Constitutional amendments approved in 2015 transferred powers from the presidency to the prime minister. By switching office, Sarkisian was effectively extending his chokehold on power.
"People feel humiliated. The impudence, the lawlessness that is characteristic of oligarchic rule," said Hakobyan.
Thousands of protesters celebrated on the streets Monday after spending the last few days demanding Sarkisian step down.
"In Armenia's 27 years of independence, not one president has ruled more than the permitted two terms or has rewritten the constitution to suit him," said Grigor Atanesian, a political observer and Fulbright scholar at the University of Missouri.
"Serzh Sarkisian's resignation is a victory for civil society," he added, noting that all sectors of society protested against him.
Economic woes in the landlocked country of 2.9 million, known for its worldwide diaspora and ancient Christian faith, also sparked the public's anger.
Currently around a third of people live under the poverty line, said Atanesian, adding that many detest the influence of powerful oligarchs.
Armenian analyst Arman Boshyan was sceptical, however, that the opposition movement will reduce the power of tycoons.
"Armenia has been an oligarchic state since 1991," he said, referring to the breakup of the Soviet Union.
"Unfortunately I don't think that this movement will fight the oligarchs."
Atanesian echoed this caution, saying Sarkisian's resignation "will not lead automatically to an ideal liberal democracy," citing a lack of an independent judiciary and key television channels controlled by oligarchs close to Sarkisian.
For Yury Navoyan, who heads a Moscow-based Russian-Armenian association of journalists and analysts, the crisis came as "most of the population had no trust either in the authorities or in the current political system in general".
"For a long time now there have been two polar opposites: the authorities and the citizens."
Following Sarkisian's resignation, a provisional government will either call early elections or the different parties will unite around protest leader and opposition MP Nikol Pashinyan, Navoyan said.
As for Armenia's close ties with Russia, including hosting a Russian military base, analysts said that the political crisis will not affect its relationship.
"Russian-Armenian relations won't see great change.
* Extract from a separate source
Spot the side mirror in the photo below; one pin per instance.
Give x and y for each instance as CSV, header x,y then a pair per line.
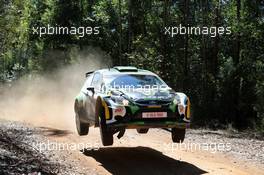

The Russian military base will stay in its usual place," said Navoyan.
Russia earlier ruled out action ahead of Sarkisian's resignation.
"Why should Moscow interfere? This is exclusively Armenia's internal affair," Kremlin spokesman Dmitry Peskov told journalists.
"Armenia, Russia is always with you," foreign ministry spokeswoman Maria Zakharova said on Facebook, praising Armenians for "keeping respect for each other despite categorical disagreements".
The crisis had a "total lack of any geopolitical factor," argued Hakobyan.
"This is a matter of Armenian domestic politics. Neither the West nor Russia supported either side," he said.